The Asianization of Australia (Part 3 of 3)

                 The Asianization of Australia (Part 3 of 3)

Tim Soutphommasane  ;   This 3 part article is condensed from a keynote speech delivered at the Annual Conference of the Asian Studies Association of Australia held recently in Perth, Western Australia; The writer is the Race Discrimination Commissioner
JAKARTA POST, 23 Agustus 2014
                                                


Much has been said in recent years about the Asian Century, of Australia being poised to prosper from Asia. Our geography has divined our twenty-first century destiny. As economist Tim Harcourt has put it, the tyranny of distance has given way to the power of proximity.

Yet there are three things on this that stand out for attention. It is on these issues that I will conclude my remarks. Each highlights some of the challenges that remain in Australia’s engagement with Asia.

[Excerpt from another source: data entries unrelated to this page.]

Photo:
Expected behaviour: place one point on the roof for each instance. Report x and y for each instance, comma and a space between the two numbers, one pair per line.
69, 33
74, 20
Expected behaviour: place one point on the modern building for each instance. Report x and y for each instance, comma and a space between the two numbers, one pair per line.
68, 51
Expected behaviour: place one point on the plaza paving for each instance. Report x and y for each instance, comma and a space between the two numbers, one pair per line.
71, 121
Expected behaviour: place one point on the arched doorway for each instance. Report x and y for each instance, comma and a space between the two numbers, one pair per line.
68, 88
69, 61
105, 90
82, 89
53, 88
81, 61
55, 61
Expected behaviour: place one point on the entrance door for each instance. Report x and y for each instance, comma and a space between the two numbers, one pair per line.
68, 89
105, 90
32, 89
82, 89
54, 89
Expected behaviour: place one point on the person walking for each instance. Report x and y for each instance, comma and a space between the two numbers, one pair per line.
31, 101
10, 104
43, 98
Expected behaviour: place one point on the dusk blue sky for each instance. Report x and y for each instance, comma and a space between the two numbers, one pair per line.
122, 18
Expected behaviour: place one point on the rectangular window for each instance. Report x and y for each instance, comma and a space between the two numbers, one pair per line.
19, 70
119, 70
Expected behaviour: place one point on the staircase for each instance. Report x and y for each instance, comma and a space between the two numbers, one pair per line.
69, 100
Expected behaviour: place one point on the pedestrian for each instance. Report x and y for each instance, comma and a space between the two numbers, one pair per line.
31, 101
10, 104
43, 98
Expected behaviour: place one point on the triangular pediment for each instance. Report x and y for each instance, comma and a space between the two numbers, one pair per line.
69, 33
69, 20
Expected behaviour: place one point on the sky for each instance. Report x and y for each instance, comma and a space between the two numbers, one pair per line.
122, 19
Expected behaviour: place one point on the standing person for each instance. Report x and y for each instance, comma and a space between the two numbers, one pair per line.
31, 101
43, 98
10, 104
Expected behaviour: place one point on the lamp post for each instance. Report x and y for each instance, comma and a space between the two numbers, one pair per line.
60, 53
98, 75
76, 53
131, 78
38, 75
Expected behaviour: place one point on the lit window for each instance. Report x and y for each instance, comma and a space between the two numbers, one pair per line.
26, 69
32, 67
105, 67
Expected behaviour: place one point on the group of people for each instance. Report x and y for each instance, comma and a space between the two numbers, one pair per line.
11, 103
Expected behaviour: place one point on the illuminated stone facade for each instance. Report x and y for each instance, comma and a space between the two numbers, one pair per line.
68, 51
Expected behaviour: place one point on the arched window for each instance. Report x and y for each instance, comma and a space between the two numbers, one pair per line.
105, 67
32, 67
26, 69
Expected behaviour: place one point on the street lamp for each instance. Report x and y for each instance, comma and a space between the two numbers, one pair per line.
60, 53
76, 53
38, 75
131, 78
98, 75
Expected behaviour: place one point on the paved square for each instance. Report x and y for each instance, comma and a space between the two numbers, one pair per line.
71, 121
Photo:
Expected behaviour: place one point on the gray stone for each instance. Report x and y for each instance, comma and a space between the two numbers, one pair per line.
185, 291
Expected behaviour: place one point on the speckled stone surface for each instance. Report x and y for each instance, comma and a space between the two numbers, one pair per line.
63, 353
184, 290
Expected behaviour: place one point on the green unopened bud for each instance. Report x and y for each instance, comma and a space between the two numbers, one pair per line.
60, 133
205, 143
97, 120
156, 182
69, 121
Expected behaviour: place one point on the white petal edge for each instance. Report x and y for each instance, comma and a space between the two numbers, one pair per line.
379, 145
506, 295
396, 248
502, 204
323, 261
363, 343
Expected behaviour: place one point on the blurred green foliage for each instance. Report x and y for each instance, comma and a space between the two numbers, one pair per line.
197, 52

The first has to do with the language in which we speak about Asia. I use language here in more than one sense.

As many others have pointed out, Australia’s Asia literacy remains alarmingly underdeveloped, at least for a country that likes to think of itself as proximate to Asia. While it is true that more than 1 million Australians speak an Asian language, it is sometimes assumed that the task of engaging with the region can somehow be outsourced to those Australians of Asian cultural background.

The thinking runs thus: Why should we or our children bother with mastering an Asian language, difficult as they are to master when starting with an Anglo tongue, when Australia will continue to take in immigrants from China, India and elsewhere in the region?

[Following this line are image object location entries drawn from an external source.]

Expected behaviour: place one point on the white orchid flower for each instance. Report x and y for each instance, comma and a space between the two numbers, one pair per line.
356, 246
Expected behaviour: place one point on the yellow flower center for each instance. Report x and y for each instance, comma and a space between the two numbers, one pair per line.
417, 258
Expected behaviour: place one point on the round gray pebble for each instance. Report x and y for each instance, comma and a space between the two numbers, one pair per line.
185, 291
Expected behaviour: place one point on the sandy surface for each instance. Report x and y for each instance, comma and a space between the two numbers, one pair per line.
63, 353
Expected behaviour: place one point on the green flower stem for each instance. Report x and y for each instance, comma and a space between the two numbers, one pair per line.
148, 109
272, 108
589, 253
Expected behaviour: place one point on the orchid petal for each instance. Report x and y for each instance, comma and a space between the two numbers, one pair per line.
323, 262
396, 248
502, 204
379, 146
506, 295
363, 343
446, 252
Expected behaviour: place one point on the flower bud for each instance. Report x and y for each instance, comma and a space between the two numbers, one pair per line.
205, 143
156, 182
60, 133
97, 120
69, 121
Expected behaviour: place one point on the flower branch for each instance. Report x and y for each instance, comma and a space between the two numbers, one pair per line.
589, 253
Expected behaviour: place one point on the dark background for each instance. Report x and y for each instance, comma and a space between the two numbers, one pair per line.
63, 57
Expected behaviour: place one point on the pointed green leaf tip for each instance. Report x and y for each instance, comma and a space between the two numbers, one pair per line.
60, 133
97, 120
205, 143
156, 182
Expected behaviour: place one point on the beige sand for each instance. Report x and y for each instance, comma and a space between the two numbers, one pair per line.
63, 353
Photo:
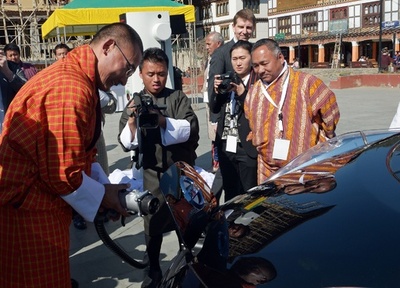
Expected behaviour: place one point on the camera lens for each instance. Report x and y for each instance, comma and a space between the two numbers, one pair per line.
149, 205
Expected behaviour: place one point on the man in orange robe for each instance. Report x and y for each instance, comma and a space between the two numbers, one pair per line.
289, 111
47, 154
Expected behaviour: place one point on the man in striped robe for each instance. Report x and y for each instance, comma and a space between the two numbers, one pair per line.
289, 111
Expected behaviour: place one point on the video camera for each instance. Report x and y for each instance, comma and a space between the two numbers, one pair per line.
227, 78
144, 103
139, 202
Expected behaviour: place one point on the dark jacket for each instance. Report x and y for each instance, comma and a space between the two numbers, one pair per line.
218, 104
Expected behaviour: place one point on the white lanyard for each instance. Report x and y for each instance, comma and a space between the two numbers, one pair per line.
281, 102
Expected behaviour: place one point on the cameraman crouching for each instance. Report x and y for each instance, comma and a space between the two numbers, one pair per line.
175, 138
237, 156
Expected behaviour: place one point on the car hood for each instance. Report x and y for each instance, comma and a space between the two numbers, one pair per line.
326, 219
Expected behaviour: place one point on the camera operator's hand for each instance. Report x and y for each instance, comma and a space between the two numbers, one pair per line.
161, 118
111, 198
217, 82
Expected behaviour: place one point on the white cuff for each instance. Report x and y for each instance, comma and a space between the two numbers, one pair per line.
177, 131
87, 198
126, 136
98, 174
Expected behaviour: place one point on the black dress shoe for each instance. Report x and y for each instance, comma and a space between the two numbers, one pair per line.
152, 279
74, 283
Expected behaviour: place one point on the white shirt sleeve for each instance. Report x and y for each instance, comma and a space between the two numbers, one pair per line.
87, 198
126, 136
176, 131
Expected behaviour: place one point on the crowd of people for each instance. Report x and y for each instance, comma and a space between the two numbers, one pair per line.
261, 112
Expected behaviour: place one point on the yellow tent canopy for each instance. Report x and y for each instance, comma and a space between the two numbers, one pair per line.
87, 21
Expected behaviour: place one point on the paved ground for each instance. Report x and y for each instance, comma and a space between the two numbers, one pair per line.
93, 265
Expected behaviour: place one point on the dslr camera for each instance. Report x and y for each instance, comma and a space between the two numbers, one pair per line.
227, 79
144, 103
139, 202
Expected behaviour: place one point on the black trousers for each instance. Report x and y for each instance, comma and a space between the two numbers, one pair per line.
238, 170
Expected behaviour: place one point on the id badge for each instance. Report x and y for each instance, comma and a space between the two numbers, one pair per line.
231, 143
281, 149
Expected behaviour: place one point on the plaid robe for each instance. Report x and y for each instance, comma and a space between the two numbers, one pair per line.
310, 112
47, 141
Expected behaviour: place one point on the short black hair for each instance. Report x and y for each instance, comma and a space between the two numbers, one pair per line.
121, 32
241, 44
154, 55
12, 47
271, 45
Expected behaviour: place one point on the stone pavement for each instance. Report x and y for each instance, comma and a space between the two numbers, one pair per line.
93, 265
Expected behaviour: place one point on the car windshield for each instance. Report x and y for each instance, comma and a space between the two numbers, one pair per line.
345, 143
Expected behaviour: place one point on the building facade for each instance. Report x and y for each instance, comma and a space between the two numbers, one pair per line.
21, 24
310, 29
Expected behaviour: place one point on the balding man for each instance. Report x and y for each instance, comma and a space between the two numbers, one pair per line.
47, 153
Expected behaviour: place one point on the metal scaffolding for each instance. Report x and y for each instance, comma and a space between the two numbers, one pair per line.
22, 20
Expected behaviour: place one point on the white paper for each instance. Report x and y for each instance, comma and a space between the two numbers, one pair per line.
281, 149
231, 143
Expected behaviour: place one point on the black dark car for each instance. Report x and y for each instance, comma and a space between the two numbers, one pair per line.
327, 219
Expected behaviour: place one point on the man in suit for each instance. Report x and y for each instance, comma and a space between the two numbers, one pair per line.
237, 155
214, 40
11, 80
243, 25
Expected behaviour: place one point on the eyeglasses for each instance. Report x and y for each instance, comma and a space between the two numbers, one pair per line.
131, 68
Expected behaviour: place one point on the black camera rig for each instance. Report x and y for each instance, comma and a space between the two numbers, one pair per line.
144, 103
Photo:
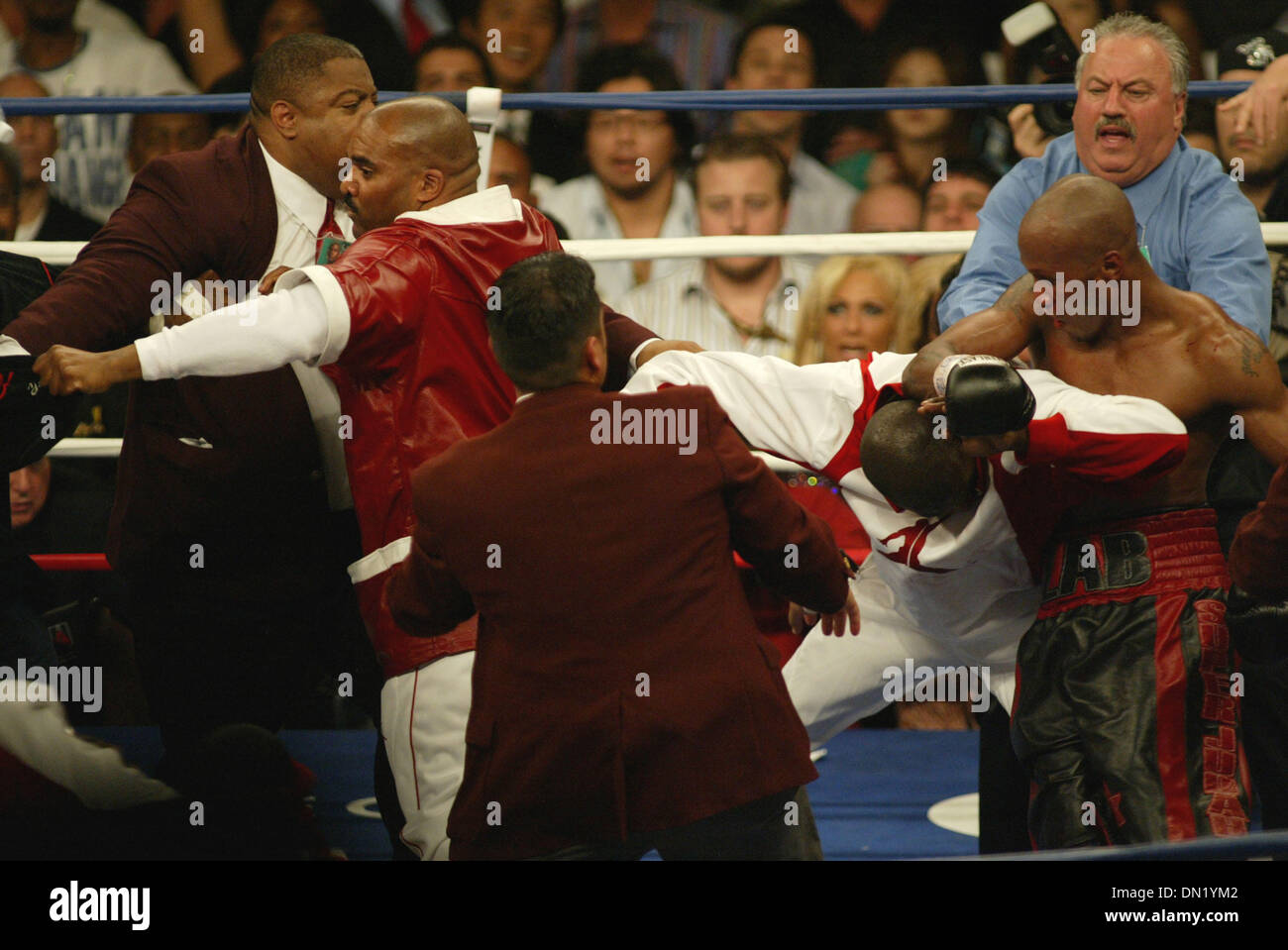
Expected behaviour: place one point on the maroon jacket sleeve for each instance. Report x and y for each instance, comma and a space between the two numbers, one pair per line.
791, 549
623, 338
424, 596
104, 299
1258, 557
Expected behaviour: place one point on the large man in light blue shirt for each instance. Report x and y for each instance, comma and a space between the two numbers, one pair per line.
1193, 223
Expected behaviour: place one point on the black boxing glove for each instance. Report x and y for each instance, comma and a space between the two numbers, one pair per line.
983, 395
29, 413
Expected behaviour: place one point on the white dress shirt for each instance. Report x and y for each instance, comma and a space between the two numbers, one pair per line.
583, 207
820, 200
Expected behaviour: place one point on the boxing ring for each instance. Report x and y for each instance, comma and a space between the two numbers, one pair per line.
879, 795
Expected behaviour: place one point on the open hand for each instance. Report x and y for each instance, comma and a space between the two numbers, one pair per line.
64, 369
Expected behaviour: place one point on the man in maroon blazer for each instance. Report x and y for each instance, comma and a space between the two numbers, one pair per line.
622, 699
226, 527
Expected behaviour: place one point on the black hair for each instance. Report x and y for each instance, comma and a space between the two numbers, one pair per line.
291, 64
780, 20
622, 60
730, 147
455, 40
909, 465
964, 167
549, 308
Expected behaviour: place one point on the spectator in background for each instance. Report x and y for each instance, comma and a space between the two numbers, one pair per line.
450, 63
154, 134
1201, 126
511, 167
11, 190
1257, 162
773, 54
635, 188
953, 202
415, 21
747, 304
854, 40
695, 38
918, 139
90, 167
887, 207
855, 306
40, 215
516, 38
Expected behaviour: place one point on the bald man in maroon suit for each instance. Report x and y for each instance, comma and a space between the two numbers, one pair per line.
622, 700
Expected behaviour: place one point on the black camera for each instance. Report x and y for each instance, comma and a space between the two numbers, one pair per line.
1039, 39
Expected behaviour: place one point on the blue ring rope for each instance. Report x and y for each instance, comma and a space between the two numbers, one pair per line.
719, 101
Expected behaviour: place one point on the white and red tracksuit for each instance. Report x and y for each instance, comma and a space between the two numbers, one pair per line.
956, 591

This goes to another aspect of our language concerning Asia that is a problem. Part of the reason, I believe, for our lack of Asia literacy is that our framing of regional engagement is so nakedly mercantilist. Where once Australians may have spoken in hysterical terms about the teeming yellow hordes, we now endlessly marvel at the billions-strong middle class emerging in Asia.

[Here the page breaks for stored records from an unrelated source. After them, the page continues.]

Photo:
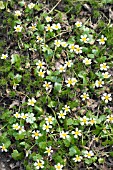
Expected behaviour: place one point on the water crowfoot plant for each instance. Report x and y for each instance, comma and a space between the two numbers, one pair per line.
56, 85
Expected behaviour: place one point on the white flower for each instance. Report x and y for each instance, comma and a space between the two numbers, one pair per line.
106, 75
102, 40
41, 73
36, 134
84, 38
64, 135
87, 61
48, 28
39, 164
64, 44
106, 97
18, 13
49, 120
72, 47
58, 166
88, 154
17, 115
66, 108
76, 133
57, 43
48, 19
61, 114
68, 63
16, 126
30, 118
56, 26
47, 85
78, 24
62, 68
78, 50
46, 127
110, 118
32, 101
84, 120
31, 5
48, 150
84, 96
39, 39
3, 148
104, 67
23, 116
77, 158
99, 83
4, 56
40, 64
18, 28
21, 129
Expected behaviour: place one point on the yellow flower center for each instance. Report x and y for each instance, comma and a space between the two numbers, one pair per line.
36, 134
102, 40
47, 127
48, 151
78, 49
61, 68
31, 102
66, 108
59, 167
77, 133
78, 25
92, 121
3, 147
47, 85
87, 62
16, 127
85, 96
72, 47
49, 119
64, 134
70, 82
84, 120
110, 118
4, 56
49, 28
61, 114
18, 29
84, 39
41, 73
56, 26
33, 27
39, 164
107, 97
89, 154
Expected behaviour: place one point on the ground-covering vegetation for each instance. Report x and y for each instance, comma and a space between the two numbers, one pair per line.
56, 63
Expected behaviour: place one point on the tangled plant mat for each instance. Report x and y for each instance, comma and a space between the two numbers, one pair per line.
56, 89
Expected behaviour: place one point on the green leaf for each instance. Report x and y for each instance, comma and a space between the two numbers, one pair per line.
7, 143
15, 58
83, 74
52, 104
74, 150
2, 5
91, 55
42, 145
57, 87
70, 121
16, 155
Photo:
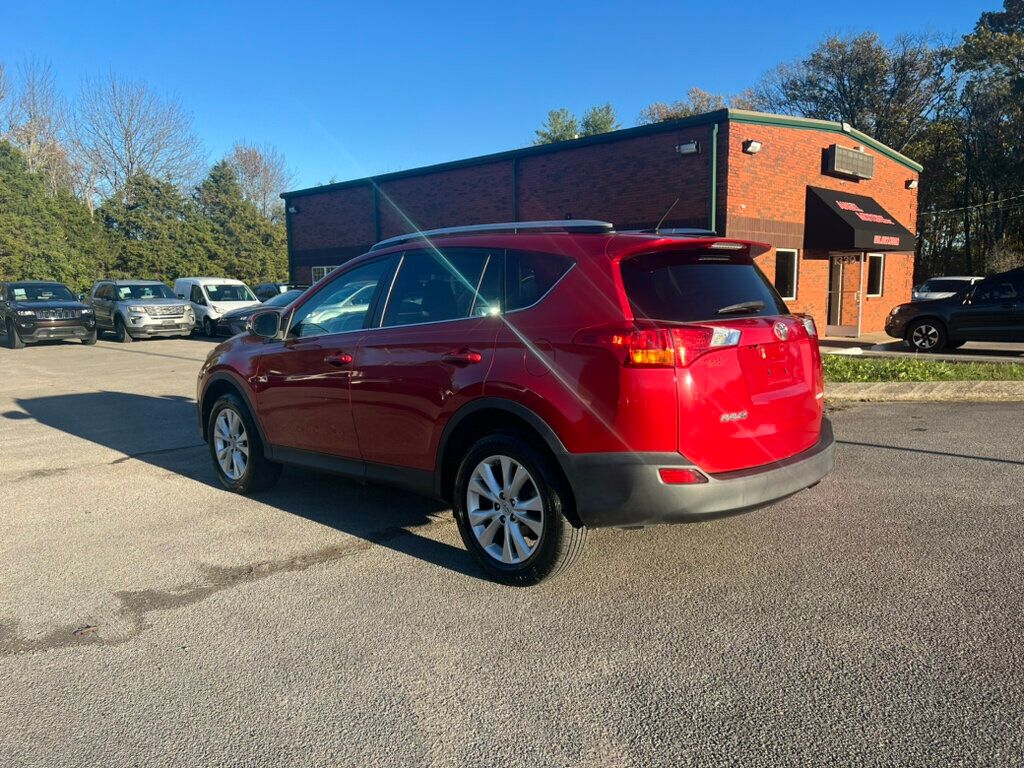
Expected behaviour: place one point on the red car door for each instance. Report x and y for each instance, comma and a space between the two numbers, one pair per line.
303, 396
429, 353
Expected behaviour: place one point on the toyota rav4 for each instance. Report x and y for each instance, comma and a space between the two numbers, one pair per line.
544, 378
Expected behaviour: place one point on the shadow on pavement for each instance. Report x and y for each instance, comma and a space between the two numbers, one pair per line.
164, 432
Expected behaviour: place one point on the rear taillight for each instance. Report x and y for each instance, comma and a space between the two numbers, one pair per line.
680, 476
662, 347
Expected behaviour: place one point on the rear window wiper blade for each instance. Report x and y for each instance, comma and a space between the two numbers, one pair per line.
743, 306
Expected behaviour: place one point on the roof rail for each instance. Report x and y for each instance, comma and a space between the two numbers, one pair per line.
587, 226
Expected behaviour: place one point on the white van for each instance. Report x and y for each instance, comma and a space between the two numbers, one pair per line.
212, 297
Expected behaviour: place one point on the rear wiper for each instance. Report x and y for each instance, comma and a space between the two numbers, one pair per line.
743, 306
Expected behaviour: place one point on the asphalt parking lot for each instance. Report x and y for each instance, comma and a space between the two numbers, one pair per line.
148, 617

People talk about how we can maximize the “rent” from our relationships with the region, of how we can “capitalize” on Asian growth. I have no doubt some of this has to do with the triumph of economism in our society at large, but some of it also has to do with the instrumental mindset we have taken towards Asia. We should not be surprised if we have failed in the area of Asia literacy. Cultural engagement can’t be sustained by economic ambition by alone.

The second issue arises from this. If Australia is to embrace its Asianization, it must be thoroughly cultural in nature. We must be willing not just to see Asian neighbors as economic partners, but also be open to learning from them. Is there not something that we can learn from young emerging democracies? From societies that have had to develop cities and infrastructure to sustain much larger populations? Is there something in Confucian practices from which we can borrow or learn in dealing with our ageing population? Could there not be aspects of Asian practices of communal obligation or responsibility that may give us a new perspective on so-called Australian values, such as mateship and egalitarianism?

The third point concerns expectations. As I said earlier, it seems as though each generation of Australians believes they have discovered Asia for the first time.

This sense of discovery can lead to a lack of proportion when it comes to sizing up Australia’s role in the region. For a country of some 23 million, living beside countries much larger in population, and whose economies may develop with enormous speed, we may need to be fully aware of the limits of our power and influence.

As former prime minister Paul Keating has noted, it may be time for us to recognize that our old sphere of influence — the dominant Anglosphere of the post-World War II period — is diminishing. The world has changed.

According to Keating, “we have to be propelled not by regard of withering associations but by our enlightened sense of self”.

The place where Australia can be most effective and make the greatest difference is in southeast Asia — namely, the wider ASEAN. This, Keating says, “is the natural place for Australia to belong; indeed, the one to which we should attribute primacy”.

All this confirms that the reality of Asia today is much different. Its exponential progress may just catch many by surprise — no matter how much we tell ourselves that we are ready. But none of this is separate from the internal or domestic task that we have in coming to grips with Asianization.

How we handle the task of multiculturalism within our borders, how we manage the various contests around race and national identity, will go a long way to determining whether we will be a success as a nation in a century that will see Asia ascendant.